Constant, Princ. pol.,1815, p. 72. − Juges ordinaires. ,,Juges de droit commun, à la différence des juges établis par des lois spéciales`` (Ac. 1935) : 4. ... il suffit d'un civil impliqué dans l'affaire pour entraîner tout soldat devant la justice civile, et la fille Pays livrée aux juges ordinaires implique la comparution d'Esterhazy et de du Paty au même tribunal.
Clemenceau, Vers réparation,1899, p. 54. − Juges de rigueur ♦ ,,Les juges qui doivent prononcer selon la rigueur de la loi; à la différence des arbitres, qui peuvent se décider d'après l'équité naturelle`` (Ac. 1835, 1878). ♦ Vx. ,,Juges subalternes; à la différence des juges qui prononçaient en dernier ressort, et qui se permettaient quelquefois d'adoucir la rigueur de la loi`` (Ac. 1835, 1878). a) DROIT − Absol. Magistrat chargé par l'autorité publique de rendre la justice dans les tribunaux de première ou grande instance (p. oppos. aux Conseillers des Cours). Juge au/du tribunal; juge suppléant. Monsieur le président, j'ai été nommé (...) juge de première instance par Bonaparte auquel j'ai prêté serment (Stendhal, L. Leuwen, t. 3, 1835, p. 145). − Juge(-)commissaire. ,,Juge chargé de surveiller la gestion des syndics et, d'une façon générale, toutes les opérations de la liquidation des biens`` (Lemeunier 1969). À mesure que la série de ces accusations se déroulait, je voyais la figure du juge-commissaire se rembrunir (Reybaud, J. Paturot,1842, p. 449): 5. Après que les meubles et immeubles ont été estimés et vendus, s'il y a lieu, le juge commissaire renvoie les parties devant un notaire dont elles conviennent, ou nommé d'office, si les parties ne s'accordent pas sur le choix.

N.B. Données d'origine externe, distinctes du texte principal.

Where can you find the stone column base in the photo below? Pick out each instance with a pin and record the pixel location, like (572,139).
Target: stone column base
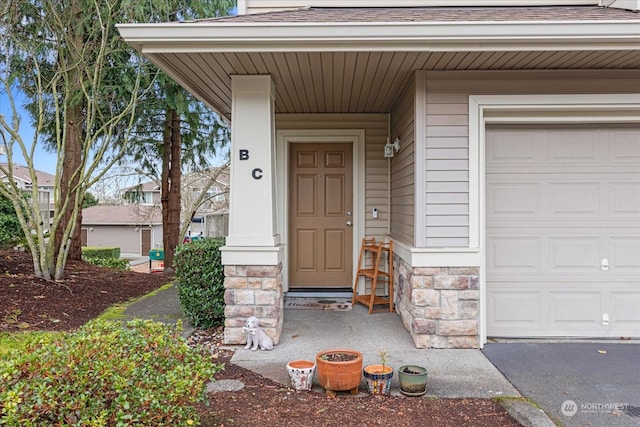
(251,290)
(439,306)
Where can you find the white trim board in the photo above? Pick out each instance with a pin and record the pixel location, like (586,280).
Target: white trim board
(284,138)
(485,109)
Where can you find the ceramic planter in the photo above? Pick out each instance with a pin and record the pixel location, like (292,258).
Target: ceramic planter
(378,378)
(336,373)
(413,380)
(301,374)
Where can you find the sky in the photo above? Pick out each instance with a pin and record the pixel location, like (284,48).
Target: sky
(43,160)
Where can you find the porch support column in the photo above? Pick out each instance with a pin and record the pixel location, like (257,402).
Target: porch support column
(253,254)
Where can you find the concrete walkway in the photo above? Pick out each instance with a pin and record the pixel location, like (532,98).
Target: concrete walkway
(452,373)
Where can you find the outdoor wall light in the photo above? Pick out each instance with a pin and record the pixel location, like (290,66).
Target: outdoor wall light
(391,148)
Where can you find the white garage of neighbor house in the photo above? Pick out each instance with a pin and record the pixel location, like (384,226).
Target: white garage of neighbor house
(514,199)
(135,229)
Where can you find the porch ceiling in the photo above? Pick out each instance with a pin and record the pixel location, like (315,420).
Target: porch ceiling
(357,82)
(356,61)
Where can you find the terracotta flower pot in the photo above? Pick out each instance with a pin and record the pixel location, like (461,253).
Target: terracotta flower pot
(336,373)
(378,378)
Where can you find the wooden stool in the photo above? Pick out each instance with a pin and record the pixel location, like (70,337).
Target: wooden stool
(371,250)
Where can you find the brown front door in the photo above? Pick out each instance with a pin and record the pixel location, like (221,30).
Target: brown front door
(320,214)
(145,241)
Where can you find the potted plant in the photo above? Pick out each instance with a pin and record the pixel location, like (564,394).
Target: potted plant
(413,380)
(339,370)
(379,376)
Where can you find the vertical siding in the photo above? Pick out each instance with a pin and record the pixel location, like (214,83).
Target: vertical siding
(403,167)
(375,166)
(447,133)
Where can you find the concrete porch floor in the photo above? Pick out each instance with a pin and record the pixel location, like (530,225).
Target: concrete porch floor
(451,373)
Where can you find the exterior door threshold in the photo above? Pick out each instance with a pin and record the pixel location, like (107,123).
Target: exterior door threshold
(318,293)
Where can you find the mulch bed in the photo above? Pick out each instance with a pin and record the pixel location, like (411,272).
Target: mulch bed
(86,291)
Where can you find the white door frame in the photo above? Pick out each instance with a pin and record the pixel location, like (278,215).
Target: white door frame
(528,109)
(284,139)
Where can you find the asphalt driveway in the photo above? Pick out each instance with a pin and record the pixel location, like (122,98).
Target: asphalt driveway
(576,384)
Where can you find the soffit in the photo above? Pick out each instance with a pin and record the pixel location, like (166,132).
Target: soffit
(359,82)
(359,60)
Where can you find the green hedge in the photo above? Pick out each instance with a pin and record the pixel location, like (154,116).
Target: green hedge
(200,281)
(105,257)
(105,374)
(89,252)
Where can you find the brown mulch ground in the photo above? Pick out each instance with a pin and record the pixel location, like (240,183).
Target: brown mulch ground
(31,304)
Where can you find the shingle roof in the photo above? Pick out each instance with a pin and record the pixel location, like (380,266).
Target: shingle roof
(121,215)
(22,172)
(437,14)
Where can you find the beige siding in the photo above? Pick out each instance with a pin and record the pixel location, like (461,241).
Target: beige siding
(403,182)
(447,134)
(376,172)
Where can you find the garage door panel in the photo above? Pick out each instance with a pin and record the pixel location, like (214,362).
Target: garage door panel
(511,147)
(624,199)
(626,307)
(521,199)
(562,229)
(625,254)
(569,147)
(576,199)
(515,254)
(623,148)
(575,309)
(515,308)
(574,254)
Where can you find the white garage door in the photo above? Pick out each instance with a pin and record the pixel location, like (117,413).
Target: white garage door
(563,230)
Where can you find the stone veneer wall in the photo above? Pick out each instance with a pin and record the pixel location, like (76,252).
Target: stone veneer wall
(439,306)
(252,291)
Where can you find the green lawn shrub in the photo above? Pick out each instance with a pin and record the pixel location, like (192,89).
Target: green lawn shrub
(100,252)
(105,374)
(200,281)
(105,257)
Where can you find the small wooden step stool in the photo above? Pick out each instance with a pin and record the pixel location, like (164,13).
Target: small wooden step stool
(372,250)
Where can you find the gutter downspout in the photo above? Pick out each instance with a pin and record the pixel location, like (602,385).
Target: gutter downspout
(388,177)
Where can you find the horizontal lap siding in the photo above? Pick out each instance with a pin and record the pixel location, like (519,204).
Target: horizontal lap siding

Code civil,1804, art. 828, p. 151. − Juge consulaire. Magistrat des tribunaux de commerce, élu, et dont les fonctions sont gratuites. Synon. juges au tribunal de commerce.Un juge consulaire des plus estimés, un adjoint, un honorable commerçant ne descendrait pas à ces petitesses (Balzac, C. Birotteau,1837, p. 116). − Juge d'instruction. Juge du tribunal de première ou grande instance, chargé de l'instruction préparatoire des affaires pénales. Il est probable qu'à ma sortie d'ici j'irai faire un tour en prison et dans le cabinet du juge d'instruction (Ponson du Terr., Rocambole, t. 3, 1859, p. 307).Maigret, je vous présente mon vieil ami Alain de Folletier, juge d'instruction à la Roche-sur-Yon... (Simenon, Vac. Maigret,1948, p. 114). − Juge de paix. Magistrat dont la juridiction s'étendait, avant la création des tribunaux d'instance, sur un canton et qui avait des fonctions diverses, notamment de conciliateur, de juge unique dans les affaires peu importantes : 6. ... en province, pour violer le domicile du débiteur lui-même, l'huissier doit se faire assister du juge de paix. Or, le juge de paix, qui tient sous sa puissance les huissiers, est à peu près le maître d'accorder ou de refuser son concours.
Balzac, Illus. perdues,1843, p. 623. b) HISTOIRE − Franc*-Juge. − Grand-Juge. Synon. de Ministre de la Justice sous le premier Empire : 7. Signé Bonaparte, Premier Consul. Contre-signé, le Secrétaire d'État, Hugues B. Maret. Et scellé du sceau de l'État.
Vu, le Grand-Juge [it. ds le texte], Ministre de la Justice, signé Regnier.
Certifié : Le Grand-Juge [it. ds le texte], Ministre de la Justice, Regnier.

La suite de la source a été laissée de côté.